The latest agreements reached by Sudan’s former foes leave much work ahead to ensure their 2005 peace accord holds and to avoid a reversion to full-scale hostilities, say observers.
On 13 December, the Sudan People’s Liberation Movement (SPLM), a former rebel group that now governs the territory of Southern Sudan, and the National Congress Party (NCP), in power in the north, ironed out major differences, principally over the details of a 2011 referendum on whether the south will secede or form a united Sudan.
“Whatever they have agreed on is definitely the first step of a breakthrough. The two sides were not talking to each other and were not accepting each other. Now they are communicating," Fouad Hikmat, a Sudan analyst at the International Crisis Group, told IRIN on 16 December.
"However, how they are going to move forward with the details … remains to be seen. Let's wait and see."
That opinion was shared by John Ashworth, regional representative of the IKV Pax Christi Horn of Africa Programme, who said: "Whenever the NCP agrees on anything, the agreement is useless until we see whether they will follow-through.”
"The international community should keep up the pressure on the NCP and SPLM to make sure they honour their agreements," added Ashworth.
If the agreements, which also cover the powder-keg region of Abyei, are not implemented, "in the short term we will see more unrest and political demonstrations. In the long term, the resumption of war is a very high possibility if the referendum [does] not happen," Ashworth said.
An impasse over referendum laws led SPLM legislators to boycott parliament for almost two months, while senior members of the party were earlier this month briefly detained in Khartoum during street protests held to push for democratic reforms.
Quick action urged
The Special Representative in Sudan of the UN Secretary-General, Ashral Jehengir Qazi, also stressed the need to “implement the legislation with all due haste” and called on Sudan’s Government of National Unity to “move as quickly as possible to appoint both the Southern and Abyei Referendum Commissions”, according to a statement by the UN Mission in Sudan.
“The road ahead may be long, but this major step forward should make the journey easier,” said Qazi.
Despite the latest agreement, relations between north and south are still characterized by mistrust, especially over the south’s long-sought demand to have a greater, if not total, say in the running of its own affairs.
|Key points of the deal|
|Southern secession permitted if more than 50% of voters support independence|
|Turnout of 60% of voters required|
|Khartoum had previously insisted on 75% voter turnout|
|Finer details still to be ironed out|
“These self-determination rights were being obstructed by the NCP, not because they care for the unity of Sudan, but rather because they wanted to control the whole of Sudan with the aim of having access to the resources, particularly in the south,” SPLM Secretary-General Pagan Amum told IRIN.

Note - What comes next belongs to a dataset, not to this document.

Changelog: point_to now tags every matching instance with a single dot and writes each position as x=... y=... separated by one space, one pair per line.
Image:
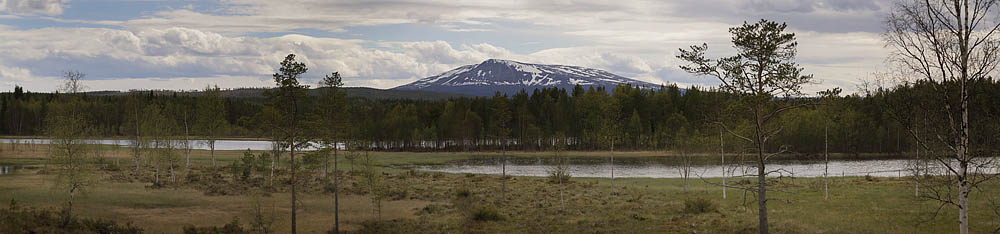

Under the 2005 Comprehensive Peace Agreement, Southern Sudan receives 50 percent of the revenues generated from oil produced from its territory, where most of the country's oil fields are located.
"I don't think that it will return back to war… but if the people of Southern Sudan vote for separation and the NCP says no… [and] they proceed to occupy the oil areas, there will be a return to war," Amum said.
For its part, the ruling party in Khartoum insisted blame for the prolonged disputes over the referendum should be shared.
“The delay in reaching an agreement was because of both parties, not because of the NCP alone," NCP official Rabie Abdel Ati told IRIN.
"All decisions and agreements were taken in committees comprising the two partners together. The NCP was not making decisions on its own in those talks," he said.